Every river runner should read that book "We Swam the Grand Canyon" Awesome story!


----------



## Ture (Apr 12, 2004)

False alarm. I called the rangers and it turns out they have banned the use of SNOW boards on the river. They said that nobody had actually tried it yet but they wanted to get the word out there to head off any potential for problems.


----------



## Scary Mc (Jun 15, 2004)

wyboat said:


> On a Ruby/Horsethief/Westwater trip I had an intern who never saw a river try to deny my recsue vest becuase the writing was worn off the tag.


 When was this, was the 'intern' at Loma or Westwater?


----------



## wyboat (Jul 20, 2009)

It was at Westwater. The real problem is that we were already into our trip and our shuttle was down at the Westwater takeout. The next time I went I had a beater PFD strapped to the frame and showed them that. They still needed to read the tag and it was still a freakin intern that didn't know squat.


----------



## swiftwater15 (Feb 23, 2009)

zbaird said:


> we have had major problems with rangers there also. i dont remember a dave but i do remember a doug ross. dude was possibly a little ill. everyone was wearing lifejackets through island park and he still came and inspected them and said some werent approved, a lecture and threats of citation ensued. then, he followed us and layed over at jones with us. came into camp for a second lecture about the same issue with more threats of citation and it culminated with him pounding himself in the head, hard, saying "stupid,stupid, stupid" (as he pounded himself), about the whole"fishing life jacket" thing. most of the fishing PFDs are approved type 3 (not sure if ours was). i think he had a hard on for dory guys or something, which i certainly understand, but should the ranger be bias?? these guys get paid to float the river over and over again. you would think they would be happy to make sure everyone is having a good time and be laid back about all but the most serious of saftey offenses. if he had been at the ramp to check us in, he could have caught the spare fishing jackets. they had real ones on through the rapids by the way, this is island park we are talking about. a coke bottle would keep you afloat.


Did you mean echo park? Jones Hole is above Island Park


----------



## zbaird (Oct 11, 2003)

excuse me, echo park. still just as flat. thanks.


----------



## swiftwater15 (Feb 23, 2009)

The Dino rangers used to sit on a ridge overlooking Island Park with binoculars, and then drive around to the takeout at split mountain to write lifejacket tickets.


----------



## cma (Dec 19, 2003)

ZGjethro said:


> I think it is because Dillion is Denver's drinking water and they don't like the idea of your body stewing in it. You can pump your boat's bilge out and they are ok with that though.

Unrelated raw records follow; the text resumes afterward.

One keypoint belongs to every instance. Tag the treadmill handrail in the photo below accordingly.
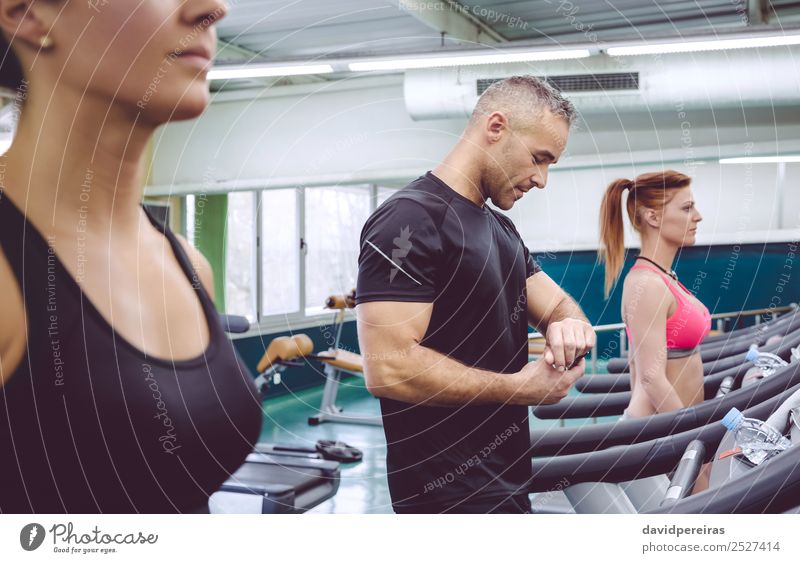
(626, 463)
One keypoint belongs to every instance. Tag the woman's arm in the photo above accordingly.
(12, 322)
(646, 303)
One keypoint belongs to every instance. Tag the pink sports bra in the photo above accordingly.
(688, 325)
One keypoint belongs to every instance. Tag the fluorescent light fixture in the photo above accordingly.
(459, 60)
(256, 71)
(760, 159)
(708, 45)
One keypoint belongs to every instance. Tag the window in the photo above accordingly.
(240, 296)
(280, 252)
(384, 194)
(333, 221)
(264, 264)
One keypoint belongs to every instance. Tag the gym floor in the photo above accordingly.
(363, 488)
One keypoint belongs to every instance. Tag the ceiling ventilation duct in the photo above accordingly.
(677, 82)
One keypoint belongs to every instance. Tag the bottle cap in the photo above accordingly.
(732, 419)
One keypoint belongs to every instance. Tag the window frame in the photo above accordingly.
(265, 324)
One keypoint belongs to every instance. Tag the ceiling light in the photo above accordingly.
(459, 60)
(257, 71)
(708, 45)
(760, 159)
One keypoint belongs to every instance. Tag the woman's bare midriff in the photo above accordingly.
(685, 375)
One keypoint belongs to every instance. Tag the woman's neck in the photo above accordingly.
(660, 252)
(76, 157)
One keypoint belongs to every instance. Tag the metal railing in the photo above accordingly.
(719, 317)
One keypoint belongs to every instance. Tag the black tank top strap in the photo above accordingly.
(190, 272)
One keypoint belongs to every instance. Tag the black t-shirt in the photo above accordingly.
(427, 243)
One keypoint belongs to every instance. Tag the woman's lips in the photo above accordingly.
(201, 62)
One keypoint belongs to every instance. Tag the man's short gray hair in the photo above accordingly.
(520, 98)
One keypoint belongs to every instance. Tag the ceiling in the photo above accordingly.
(280, 30)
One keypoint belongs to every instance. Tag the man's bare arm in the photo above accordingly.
(568, 333)
(397, 366)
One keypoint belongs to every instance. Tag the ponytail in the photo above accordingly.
(652, 190)
(612, 233)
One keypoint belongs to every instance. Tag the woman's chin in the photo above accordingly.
(191, 106)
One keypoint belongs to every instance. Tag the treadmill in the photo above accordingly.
(633, 478)
(275, 479)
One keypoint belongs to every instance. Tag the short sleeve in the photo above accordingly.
(532, 266)
(400, 252)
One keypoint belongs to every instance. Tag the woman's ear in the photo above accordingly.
(19, 21)
(651, 217)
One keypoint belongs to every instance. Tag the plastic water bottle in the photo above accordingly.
(758, 440)
(767, 362)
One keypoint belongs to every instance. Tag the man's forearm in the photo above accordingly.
(427, 376)
(567, 308)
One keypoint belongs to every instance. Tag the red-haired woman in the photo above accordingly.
(665, 322)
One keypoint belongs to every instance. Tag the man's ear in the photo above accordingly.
(496, 126)
(19, 21)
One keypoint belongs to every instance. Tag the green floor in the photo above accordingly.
(363, 486)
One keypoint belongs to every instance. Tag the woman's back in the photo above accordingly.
(90, 423)
(657, 315)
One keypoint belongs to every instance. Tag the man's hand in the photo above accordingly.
(538, 383)
(566, 342)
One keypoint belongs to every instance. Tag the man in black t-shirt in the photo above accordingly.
(446, 290)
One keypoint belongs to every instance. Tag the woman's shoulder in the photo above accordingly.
(645, 291)
(12, 321)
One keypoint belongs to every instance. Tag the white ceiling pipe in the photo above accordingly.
(685, 81)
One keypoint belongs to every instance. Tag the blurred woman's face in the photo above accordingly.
(679, 219)
(149, 56)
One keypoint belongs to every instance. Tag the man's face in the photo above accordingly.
(520, 160)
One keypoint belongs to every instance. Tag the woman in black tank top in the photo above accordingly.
(119, 391)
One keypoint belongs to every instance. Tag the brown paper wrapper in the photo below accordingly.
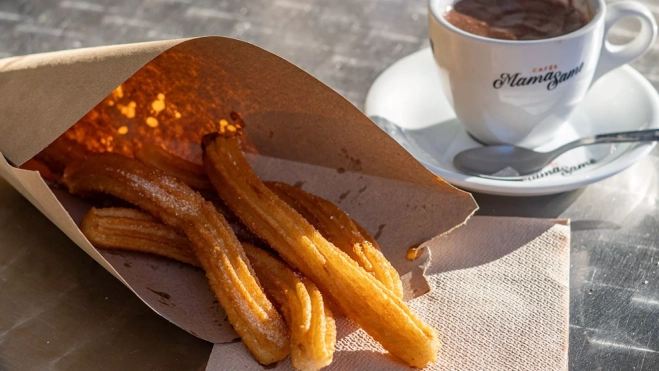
(299, 131)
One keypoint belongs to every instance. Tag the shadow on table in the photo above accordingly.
(550, 206)
(484, 240)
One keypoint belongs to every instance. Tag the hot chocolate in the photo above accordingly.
(516, 19)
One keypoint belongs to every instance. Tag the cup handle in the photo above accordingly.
(613, 56)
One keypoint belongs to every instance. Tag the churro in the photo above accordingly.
(311, 325)
(134, 230)
(359, 295)
(186, 171)
(337, 227)
(214, 244)
(61, 153)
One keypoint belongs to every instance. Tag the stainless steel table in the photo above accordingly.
(59, 310)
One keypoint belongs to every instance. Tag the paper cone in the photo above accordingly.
(172, 93)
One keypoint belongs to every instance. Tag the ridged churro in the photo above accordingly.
(134, 230)
(337, 227)
(214, 244)
(360, 296)
(186, 171)
(311, 325)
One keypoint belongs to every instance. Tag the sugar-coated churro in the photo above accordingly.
(310, 322)
(135, 230)
(312, 328)
(337, 227)
(214, 244)
(188, 172)
(359, 295)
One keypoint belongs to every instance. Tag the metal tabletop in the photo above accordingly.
(60, 310)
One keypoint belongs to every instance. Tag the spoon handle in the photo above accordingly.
(622, 137)
(629, 136)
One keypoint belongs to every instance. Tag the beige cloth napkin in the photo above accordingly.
(499, 299)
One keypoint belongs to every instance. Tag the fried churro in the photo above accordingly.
(134, 230)
(186, 171)
(311, 325)
(337, 227)
(312, 328)
(360, 296)
(61, 153)
(213, 242)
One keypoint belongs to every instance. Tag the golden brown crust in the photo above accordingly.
(311, 323)
(361, 297)
(134, 230)
(188, 172)
(61, 153)
(214, 244)
(337, 227)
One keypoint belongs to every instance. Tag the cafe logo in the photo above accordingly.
(552, 78)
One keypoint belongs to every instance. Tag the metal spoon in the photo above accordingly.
(504, 161)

Yeah, isn't it even illegal to swim there? I know a few people that have gone commando and skinny dipped after dark while camping up there..


----------



## dport (May 10, 2006)

Three trips so far on Lodore, never had a problem with any rangers, at the launch site or on the river. Just lucky I guess


----------



## Hey Zeus (Mar 19, 2007)

I was one of the people who received a ticket last October and I believe I was the one who warned you and your group. 

I never responded to the ranger after he posted regarding my friends post on the buzz. Frankly, he did not budge regarding his stance on the ticket. There were no signs and no real information on the subject that we were able to find. It is sad that the rangers job is more to harass than to help people. 

On a side note, I noticed a post last year on vandalism at the Lodore TO. My thought is, they fined me and my friend each $125, $that's 250 total. They should put that money to good use and buy a $200 trail cam that will snap photos of the vehicles going in to steal boaters gear.


----------